On Tue 30-07-19 12:57:43, Andrew Morton wrote: > On Sat, 27 Jul 2019 14:23:33 +0100 Catalin Marinas <catalin.marinas@arm.com> wrote: > > > Add mempool allocations for struct kmemleak_object and > > kmemleak_scan_area as slightly more resilient than kmem_cache_alloc() > > under memory pressure. Additionally, mask out all the gfp flags passed > > to kmemleak other than GFP_KERNEL|GFP_ATOMIC. > > > > A boot-time tuning parameter (kmemleak.mempool) is added to allow a > > different minimum pool size (defaulting to NR_CPUS * 4). > > Why would anyone ever want to alter this? Is there some particular > misbehaviour which this will improve? If so, what is it? I do agree with Andrew here. Can we simply go with no tunning for now and only add it based on some real life reports that the auto-tuning is not sufficient?

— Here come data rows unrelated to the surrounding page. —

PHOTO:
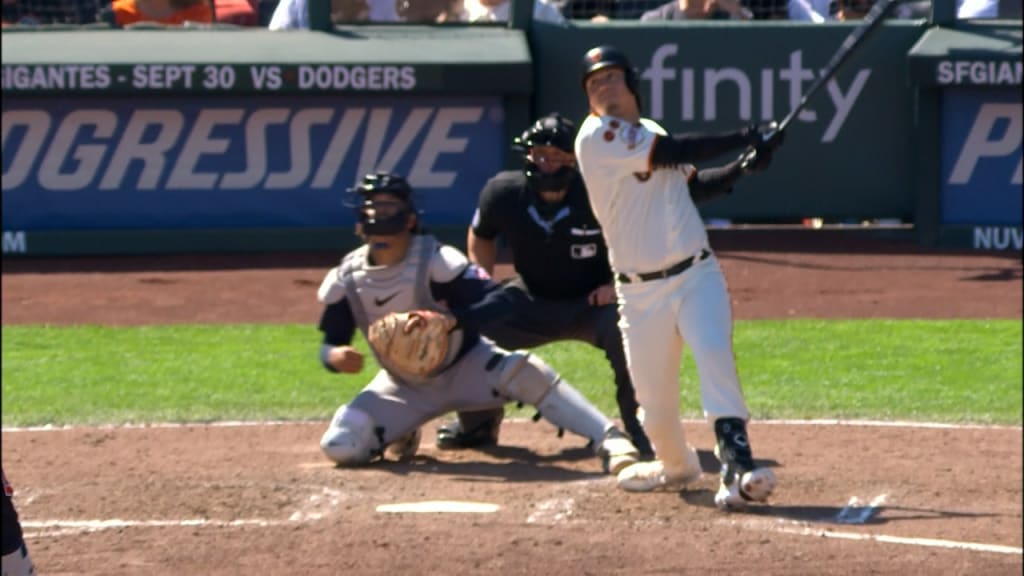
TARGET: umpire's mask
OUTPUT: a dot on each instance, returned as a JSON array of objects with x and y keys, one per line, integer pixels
[{"x": 555, "y": 131}]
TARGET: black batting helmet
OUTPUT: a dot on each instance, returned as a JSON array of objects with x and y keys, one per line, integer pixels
[
  {"x": 360, "y": 198},
  {"x": 610, "y": 56},
  {"x": 555, "y": 130}
]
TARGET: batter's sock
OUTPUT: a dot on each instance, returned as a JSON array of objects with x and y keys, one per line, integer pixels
[{"x": 733, "y": 448}]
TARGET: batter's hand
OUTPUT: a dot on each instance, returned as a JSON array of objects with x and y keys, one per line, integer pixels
[
  {"x": 345, "y": 359},
  {"x": 602, "y": 295},
  {"x": 765, "y": 135}
]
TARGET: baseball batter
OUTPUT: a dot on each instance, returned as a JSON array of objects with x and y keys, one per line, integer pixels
[
  {"x": 671, "y": 290},
  {"x": 542, "y": 214},
  {"x": 398, "y": 270}
]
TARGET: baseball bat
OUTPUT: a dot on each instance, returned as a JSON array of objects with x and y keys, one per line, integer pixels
[
  {"x": 854, "y": 41},
  {"x": 872, "y": 21}
]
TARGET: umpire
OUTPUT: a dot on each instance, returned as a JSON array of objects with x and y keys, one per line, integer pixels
[{"x": 562, "y": 272}]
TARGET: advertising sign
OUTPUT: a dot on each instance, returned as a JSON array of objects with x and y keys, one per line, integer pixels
[
  {"x": 160, "y": 163},
  {"x": 981, "y": 156}
]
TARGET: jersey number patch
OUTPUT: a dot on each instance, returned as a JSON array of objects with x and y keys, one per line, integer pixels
[{"x": 583, "y": 251}]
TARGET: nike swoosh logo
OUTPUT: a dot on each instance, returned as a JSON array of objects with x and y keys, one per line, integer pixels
[{"x": 385, "y": 299}]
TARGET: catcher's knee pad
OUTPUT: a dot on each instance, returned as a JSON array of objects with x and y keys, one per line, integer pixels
[
  {"x": 526, "y": 378},
  {"x": 350, "y": 439}
]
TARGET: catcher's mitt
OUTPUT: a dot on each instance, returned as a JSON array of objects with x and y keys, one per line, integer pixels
[{"x": 415, "y": 342}]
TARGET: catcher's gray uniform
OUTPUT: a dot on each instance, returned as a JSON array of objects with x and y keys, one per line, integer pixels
[{"x": 478, "y": 374}]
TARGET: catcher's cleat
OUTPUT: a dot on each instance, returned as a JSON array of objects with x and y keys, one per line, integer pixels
[
  {"x": 616, "y": 452},
  {"x": 753, "y": 486},
  {"x": 650, "y": 476},
  {"x": 483, "y": 434}
]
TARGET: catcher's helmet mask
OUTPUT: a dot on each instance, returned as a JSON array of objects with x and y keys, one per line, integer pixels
[
  {"x": 610, "y": 56},
  {"x": 380, "y": 216},
  {"x": 552, "y": 130}
]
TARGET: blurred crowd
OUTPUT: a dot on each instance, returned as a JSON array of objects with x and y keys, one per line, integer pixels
[{"x": 293, "y": 14}]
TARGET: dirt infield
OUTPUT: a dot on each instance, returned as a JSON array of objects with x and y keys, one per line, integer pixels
[{"x": 261, "y": 499}]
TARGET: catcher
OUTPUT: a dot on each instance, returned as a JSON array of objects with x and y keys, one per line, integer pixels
[{"x": 421, "y": 304}]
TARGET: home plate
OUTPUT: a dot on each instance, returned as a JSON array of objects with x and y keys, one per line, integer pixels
[{"x": 443, "y": 506}]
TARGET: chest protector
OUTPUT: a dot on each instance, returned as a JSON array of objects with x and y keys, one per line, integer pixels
[{"x": 376, "y": 291}]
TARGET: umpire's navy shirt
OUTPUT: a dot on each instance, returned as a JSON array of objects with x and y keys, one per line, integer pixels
[{"x": 558, "y": 254}]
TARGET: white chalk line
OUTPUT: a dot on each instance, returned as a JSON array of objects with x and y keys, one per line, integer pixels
[
  {"x": 53, "y": 528},
  {"x": 928, "y": 542},
  {"x": 243, "y": 423},
  {"x": 856, "y": 512}
]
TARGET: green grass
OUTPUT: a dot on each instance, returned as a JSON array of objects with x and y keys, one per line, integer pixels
[{"x": 950, "y": 371}]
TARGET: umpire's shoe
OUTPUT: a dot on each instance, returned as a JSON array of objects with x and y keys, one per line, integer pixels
[{"x": 472, "y": 429}]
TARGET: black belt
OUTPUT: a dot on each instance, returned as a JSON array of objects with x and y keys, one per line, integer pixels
[{"x": 678, "y": 268}]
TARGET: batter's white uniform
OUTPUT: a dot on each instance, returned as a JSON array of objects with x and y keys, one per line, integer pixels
[{"x": 650, "y": 223}]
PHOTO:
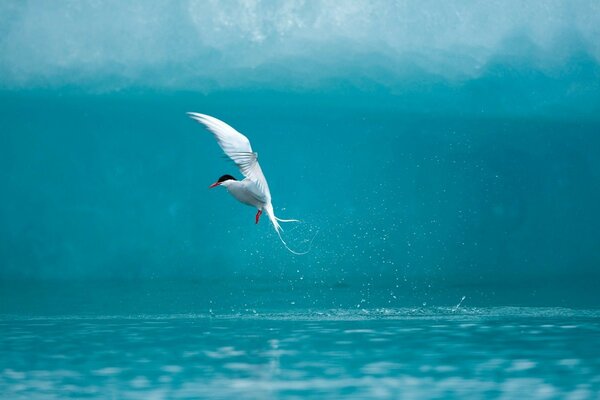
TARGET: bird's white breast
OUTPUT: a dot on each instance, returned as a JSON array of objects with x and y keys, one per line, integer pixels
[{"x": 246, "y": 192}]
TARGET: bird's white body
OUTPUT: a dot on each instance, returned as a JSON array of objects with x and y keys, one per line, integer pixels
[
  {"x": 254, "y": 189},
  {"x": 247, "y": 192}
]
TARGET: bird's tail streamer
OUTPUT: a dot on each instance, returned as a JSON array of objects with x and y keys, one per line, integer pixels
[{"x": 275, "y": 221}]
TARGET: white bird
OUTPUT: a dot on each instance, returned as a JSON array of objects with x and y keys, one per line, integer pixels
[{"x": 253, "y": 190}]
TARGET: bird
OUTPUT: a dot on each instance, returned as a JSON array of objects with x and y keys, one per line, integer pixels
[{"x": 253, "y": 190}]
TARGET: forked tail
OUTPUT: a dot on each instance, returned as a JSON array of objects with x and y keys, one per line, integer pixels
[{"x": 275, "y": 221}]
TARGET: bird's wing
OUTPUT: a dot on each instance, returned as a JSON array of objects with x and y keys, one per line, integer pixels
[{"x": 237, "y": 147}]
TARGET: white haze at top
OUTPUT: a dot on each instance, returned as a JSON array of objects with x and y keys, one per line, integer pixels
[{"x": 210, "y": 45}]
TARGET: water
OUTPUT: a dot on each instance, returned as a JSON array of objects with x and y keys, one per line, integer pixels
[
  {"x": 446, "y": 155},
  {"x": 380, "y": 353}
]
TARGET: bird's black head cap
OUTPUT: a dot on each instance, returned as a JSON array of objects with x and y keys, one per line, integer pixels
[{"x": 226, "y": 178}]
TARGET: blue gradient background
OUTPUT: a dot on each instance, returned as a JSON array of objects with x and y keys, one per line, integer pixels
[{"x": 442, "y": 150}]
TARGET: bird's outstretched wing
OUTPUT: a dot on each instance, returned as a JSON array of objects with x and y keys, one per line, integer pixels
[{"x": 237, "y": 147}]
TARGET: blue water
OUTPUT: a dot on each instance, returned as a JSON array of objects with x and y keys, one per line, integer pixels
[
  {"x": 445, "y": 155},
  {"x": 385, "y": 353}
]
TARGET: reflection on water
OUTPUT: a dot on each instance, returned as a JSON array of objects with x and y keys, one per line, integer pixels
[{"x": 538, "y": 353}]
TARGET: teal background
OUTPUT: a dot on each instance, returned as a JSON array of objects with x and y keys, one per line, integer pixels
[{"x": 438, "y": 150}]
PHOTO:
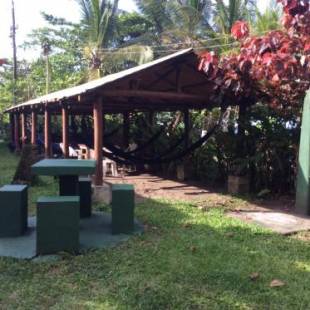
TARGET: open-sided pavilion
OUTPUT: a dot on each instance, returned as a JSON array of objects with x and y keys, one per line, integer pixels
[{"x": 171, "y": 83}]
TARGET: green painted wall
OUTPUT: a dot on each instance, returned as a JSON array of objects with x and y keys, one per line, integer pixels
[{"x": 303, "y": 184}]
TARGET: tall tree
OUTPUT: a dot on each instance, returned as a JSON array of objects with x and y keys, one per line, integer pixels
[{"x": 226, "y": 13}]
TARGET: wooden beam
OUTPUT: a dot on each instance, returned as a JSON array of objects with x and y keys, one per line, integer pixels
[
  {"x": 24, "y": 129},
  {"x": 65, "y": 131},
  {"x": 126, "y": 129},
  {"x": 16, "y": 132},
  {"x": 155, "y": 95},
  {"x": 186, "y": 126},
  {"x": 98, "y": 141},
  {"x": 33, "y": 128},
  {"x": 47, "y": 133},
  {"x": 160, "y": 77}
]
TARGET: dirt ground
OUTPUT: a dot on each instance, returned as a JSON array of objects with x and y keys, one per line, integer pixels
[{"x": 150, "y": 186}]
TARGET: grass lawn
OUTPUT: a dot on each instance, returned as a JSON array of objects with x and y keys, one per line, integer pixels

On Sat 27-07-19 14:23:33, Catalin Marinas wrote: > Add mempool allocations for struct kmemleak_object and > kmemleak_scan_area as slightly more resilient than kmem_cache_alloc() > under memory pressure. Additionally, mask out all the gfp flags passed > to kmemleak other than GFP_KERNEL|GFP_ATOMIC. > > A boot-time tuning parameter (kmemleak.mempool) is added to allow a > different minimum pool size (defaulting to NR_CPUS * 4). > > Cc: Michal Hocko <mhocko@kernel.org> > Cc: Matthew Wilcox <willy@infradead.org> > Cc: Qian Cai <cai@lca.pw> > Suggested-by: Michal Hocko <mhocko@kernel.org> > Signed-off-by: Catalin Marinas <catalin.marinas@arm.com> I am not familiar with the kmemleak code so I cannot really give my ack but I can give my thumbs up at least. This is definitely an improvement and step into the right direction. The gfp flags games were just broken. My only recommendation would be to drop the kernel parameter as mentioned in other email. We have just too many of them and if the current auto-tuning is not sufficient we want to hear about that and find a better one or add a parameter only if we fail. Thanks!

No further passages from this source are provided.